The talent on stage at the Lunt-Fontanne is a reminder why casting directors
Julie Hughes and Barry Moss are considered the best in the business. Only people
in or near the theatrical profession would know names like Alma Cuervo
(Mrs. Straus), Larry Keith (Mr. Straus) or Judith Blazer (Caroline Neville), and
no one had ever heard of newcomers like Brian d'Arcy James (stoker Fred Barrett)

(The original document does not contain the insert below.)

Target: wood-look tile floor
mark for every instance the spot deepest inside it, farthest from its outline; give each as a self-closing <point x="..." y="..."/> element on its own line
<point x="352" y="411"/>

or Martin Moran (radioman Harold Bride). True, some musical buffs would know
Michael Cerveris (Thomas Andrews) from his appearance in Tommy, or David
Garrison (J. Bruce Ismay) from shows like A Day In Hollywood, but by and
large this is a cast of solid musical theatre pros who make every moment in
this show count. The sight of them all lined up in he opening scene (and again,
so poignantly in the finale) singing "Fortune's winds sing Godspeed to
thee" will live in my memory.
There is no doubt in my mind that Yeston and Stone's Titanic
is the finest and most important new American musical in over a decade. Three
cheers to the Dodgers and their partners for the courage to produce such a show,
and three more cheers for the theater-going public that has so enthusiastically
embraced this unlikely hit. Sail on indeed, great ship!